AODA Customer Service Training
Who Needs Training?
People who must receive training include:
Every person who interacts with the public or third parties as a representative of the provider must receive AODA customer service training. For instance, some workers who interact with the public or third parties are:
- Sales people
- Receptionists or guest services personnel
- Servers and hosts in restaurants
Moreover, some workers’ job descriptions do not involve dealing with the public. However, in practice, some of these workers, such as security guards or cleaning staff, encounter the public regularly. Therefore, these workers must receive training.
In addition, workers responsible for developing, approving, or reviewing customer service policies, procedures, or practices must have training. For example, some workers responsible for policy development are:
- Managers who draft procedures
- Directors who sign off on all policies before their companies use them
- Anyone involved in updating old policies
This requirement ensures that employers will have the awareness to create or update policies in ways that make them accessible.
When must workers be trained?
Workers must be trained as soon as possible after they are hired. Furthermore, workers must have training whenever their organizations’ AODA customer service policies are updated. In addition, all public-sector organizations and private sector organizations with twenty or more workers must document every time they train workers. Documentation must detail how many workers received training and the date the training took place.
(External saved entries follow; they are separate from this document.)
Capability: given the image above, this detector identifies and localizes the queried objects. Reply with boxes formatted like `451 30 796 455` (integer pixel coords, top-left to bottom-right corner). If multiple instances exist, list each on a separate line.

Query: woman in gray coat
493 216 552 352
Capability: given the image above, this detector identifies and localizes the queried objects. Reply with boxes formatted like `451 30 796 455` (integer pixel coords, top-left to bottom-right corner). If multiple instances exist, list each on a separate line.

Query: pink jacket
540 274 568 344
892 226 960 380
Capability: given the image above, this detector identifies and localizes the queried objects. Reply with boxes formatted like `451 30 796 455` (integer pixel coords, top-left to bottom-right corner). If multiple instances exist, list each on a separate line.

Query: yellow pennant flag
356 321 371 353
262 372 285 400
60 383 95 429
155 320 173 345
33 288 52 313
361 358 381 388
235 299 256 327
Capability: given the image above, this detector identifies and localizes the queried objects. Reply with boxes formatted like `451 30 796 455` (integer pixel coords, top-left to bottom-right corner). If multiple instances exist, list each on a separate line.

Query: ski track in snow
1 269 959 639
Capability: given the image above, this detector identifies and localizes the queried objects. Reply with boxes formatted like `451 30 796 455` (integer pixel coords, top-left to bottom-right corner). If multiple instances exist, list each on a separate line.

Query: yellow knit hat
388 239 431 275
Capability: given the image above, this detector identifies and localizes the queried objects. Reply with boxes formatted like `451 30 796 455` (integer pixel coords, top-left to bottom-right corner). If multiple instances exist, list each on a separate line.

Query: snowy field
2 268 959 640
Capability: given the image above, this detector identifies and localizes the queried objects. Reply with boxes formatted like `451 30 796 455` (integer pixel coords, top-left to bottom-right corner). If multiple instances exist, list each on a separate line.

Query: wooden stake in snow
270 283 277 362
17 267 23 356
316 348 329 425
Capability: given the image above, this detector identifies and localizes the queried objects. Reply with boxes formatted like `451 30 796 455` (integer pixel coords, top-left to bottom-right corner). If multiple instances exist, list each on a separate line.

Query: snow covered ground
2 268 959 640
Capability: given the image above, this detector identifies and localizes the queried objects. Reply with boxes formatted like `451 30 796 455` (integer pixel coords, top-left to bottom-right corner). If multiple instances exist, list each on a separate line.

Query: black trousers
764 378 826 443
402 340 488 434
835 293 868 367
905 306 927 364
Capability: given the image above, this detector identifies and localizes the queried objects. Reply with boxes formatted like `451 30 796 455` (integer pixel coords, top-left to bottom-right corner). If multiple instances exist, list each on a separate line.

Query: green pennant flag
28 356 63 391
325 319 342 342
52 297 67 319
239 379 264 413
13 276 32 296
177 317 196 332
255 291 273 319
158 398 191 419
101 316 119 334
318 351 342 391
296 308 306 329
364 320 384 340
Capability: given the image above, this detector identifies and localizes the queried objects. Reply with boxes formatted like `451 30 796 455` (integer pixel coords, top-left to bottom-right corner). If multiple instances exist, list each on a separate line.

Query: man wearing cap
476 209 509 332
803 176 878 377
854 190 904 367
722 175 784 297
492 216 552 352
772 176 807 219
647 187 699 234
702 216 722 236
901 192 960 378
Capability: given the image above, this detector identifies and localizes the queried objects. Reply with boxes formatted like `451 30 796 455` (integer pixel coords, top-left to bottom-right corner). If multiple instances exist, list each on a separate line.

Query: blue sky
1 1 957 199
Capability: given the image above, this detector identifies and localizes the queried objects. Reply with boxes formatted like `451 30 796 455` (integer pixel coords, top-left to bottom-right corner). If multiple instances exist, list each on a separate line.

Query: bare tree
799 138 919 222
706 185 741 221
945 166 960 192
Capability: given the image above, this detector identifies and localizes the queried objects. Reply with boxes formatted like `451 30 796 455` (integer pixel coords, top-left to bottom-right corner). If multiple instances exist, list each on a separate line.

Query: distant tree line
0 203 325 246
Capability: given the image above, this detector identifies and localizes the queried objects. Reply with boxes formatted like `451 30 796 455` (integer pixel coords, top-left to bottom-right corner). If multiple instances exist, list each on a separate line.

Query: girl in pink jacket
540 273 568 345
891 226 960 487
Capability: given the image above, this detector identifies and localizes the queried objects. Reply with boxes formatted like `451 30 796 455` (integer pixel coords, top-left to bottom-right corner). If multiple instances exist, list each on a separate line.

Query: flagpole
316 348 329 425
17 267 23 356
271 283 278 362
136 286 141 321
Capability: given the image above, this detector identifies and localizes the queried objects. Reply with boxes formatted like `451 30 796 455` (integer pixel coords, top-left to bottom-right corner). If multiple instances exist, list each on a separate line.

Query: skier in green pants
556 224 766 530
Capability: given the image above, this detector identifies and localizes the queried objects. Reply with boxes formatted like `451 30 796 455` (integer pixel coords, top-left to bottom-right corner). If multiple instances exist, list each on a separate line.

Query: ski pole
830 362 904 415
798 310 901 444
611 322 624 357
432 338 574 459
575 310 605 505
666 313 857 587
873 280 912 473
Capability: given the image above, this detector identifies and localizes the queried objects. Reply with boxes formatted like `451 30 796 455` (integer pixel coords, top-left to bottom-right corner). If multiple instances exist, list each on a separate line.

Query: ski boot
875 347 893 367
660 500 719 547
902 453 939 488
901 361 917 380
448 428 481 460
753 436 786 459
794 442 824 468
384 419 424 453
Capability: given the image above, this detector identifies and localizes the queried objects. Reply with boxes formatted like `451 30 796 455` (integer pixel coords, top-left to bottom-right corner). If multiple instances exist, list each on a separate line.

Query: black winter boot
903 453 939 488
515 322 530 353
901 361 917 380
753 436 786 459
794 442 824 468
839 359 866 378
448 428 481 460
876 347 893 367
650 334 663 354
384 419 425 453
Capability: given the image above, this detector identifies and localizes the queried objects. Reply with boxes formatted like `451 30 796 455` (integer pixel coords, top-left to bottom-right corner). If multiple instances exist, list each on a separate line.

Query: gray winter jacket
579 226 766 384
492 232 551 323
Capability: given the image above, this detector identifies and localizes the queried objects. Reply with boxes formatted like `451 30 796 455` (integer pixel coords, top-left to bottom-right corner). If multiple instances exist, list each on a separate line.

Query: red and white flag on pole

What should workers be trained about?
Training must cover the following topics:
- The purpose of the AODA
- Requirements of the Customer Service Standard
- How to communicate with customers who have various disabilities
- How to interact with customers who have:
- Service animals
- Support persons
- Assistive devices
- How to use any devices or equipment the provider may have to help customers access goods or services
- How to assist a customer having difficulty accessing goods or services
What format should training be in?
Organizations can choose how to train their workers. They may:
- Have workshops specifically for AODA training
- Incorporate AODA training into other training sessions for new workers
Moreover, providers may train workers using various formats, including:
- Interactive workshops
- Classroom settings
- Online courses
The variety of training options allows organizations to integrate AODA training into their other on-boarding and training procedures. It also ensures that providers can create their own training that relates AODA principles to the day-to-day activities in their organizations. For instance, libraries may provide hands-on training on what to do if patrons with disabilities have difficulty using assistive computer technology. In another example, restaurants may receive training on communicating that may include reading menus aloud or taking orders in writing.
However, this variety may create differences in the quality of the training workers receive. For instance, the different possible formats lend themselves to different levels of knowledge. A worker who attends a classroom session on accessibility will talk about course content with other trainees. This worker will likely gain much more understanding than a worker who is given a handout and does not look at it again. Moreover, there is no test requirement or other way of evaluating that a trainee has fully understood what accessibility means in their sector. Since customers with disabilities are increasing, AODA customer service training must meet these customers’ needs.